A sign hangs on a gate of a building at Harvard University in Cambridge, Massachusetts, U.S., July 6, 2023. (photo credit: BRIAN SNYDER/REUTERS)
A sign hangs on a gate of a building at Harvard University in Cambridge, Massachusetts, U.S., July 6, 2023.
(photo credit: BRIAN SNYDER/REUTERS)

In an article for the Harvard Crimson on Friday, Bernie Steinberg, who served as executive director of Harvard Hillel from 1993-2010, denounced what he called the “cynical weaponization of antisemitism by powerful forces who seek to intimidate and ultimately silence legitimate criticism of Israel and American policy on Israel.” 

“As a leader in the Jewish community,” Steinberg wrote, “I am particularly alarmed by today’s McCarthyist tactic of manufacturing an antisemitism scare, which, in effect, turns the very real issue of Jewish safety into a pawn in a cynical political game to cover for Israel’s deeply unpopular policies with regard to Palestine."

Antisemitic incidents in America have surged since war broke out between Israel and Hamas on October 7, as they have around the world. Steinberg stated his concern over antisemitism several times in the piece, adding that the "most pressing" source of antisemitism was the far-right. 

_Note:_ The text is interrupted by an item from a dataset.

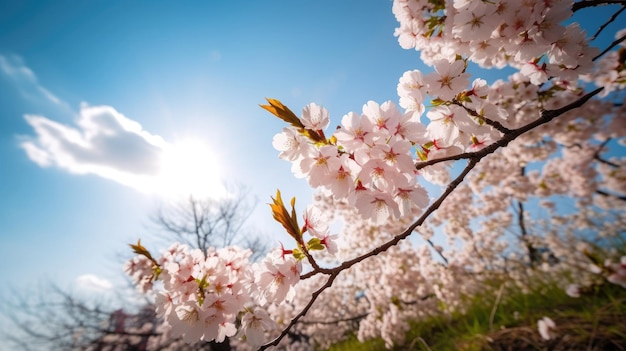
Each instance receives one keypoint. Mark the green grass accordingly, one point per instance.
(594, 321)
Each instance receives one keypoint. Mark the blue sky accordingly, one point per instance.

"I have monitored, with vigilance, the kinds of speech that Israel-aligned parties are calling ‘antisemitic,’” Steinberg wrote, “and it simply does not pass the sniff test.” 

Steinberg’s article appeared as part of a package published by the Crimson, including other pieces with different points of view.

 Harvard University President Claudine Gay attends a House Education and The Workforce Committee hearing titled ''Holding Campus Leaders Accountable and Confronting Antisemitism'' on Capitol Hill in Washington, U.S., December 5, 2023.  (credit: KEN CEDENO/REUTERS)
Harvard University President Claudine Gay attends a House Education and The Workforce Committee hearing titled ''Holding Campus Leaders Accountable and Confronting Antisemitism'' on Capitol Hill in Washington, U.S., December 5, 2023. (credit: KEN CEDENO/REUTERS)

Steinberg rejects "effort to smear" embattled university president

Steinberg, who lived in Jerusalem for thirteen years, described recent campaigns against Harvard president Claudine Gay as an “effort to smear” the university leader, rejecting what he called “the ludicrous charges that she somehow supports genocide against Jews”— a reference to backlash Gay received after a hearing in Congress in which she, along with several other university presidents, declined to declare calls for genocide a violation of school policy in and of themselves. 

Steinberg did not address the allegations of plagiarism that have followed Gay since that hearing raised her public profile. An internal investigation found that the university president may have violated Harvard’s academic standards in half of her 11 published articles, according to a report in the New York Times.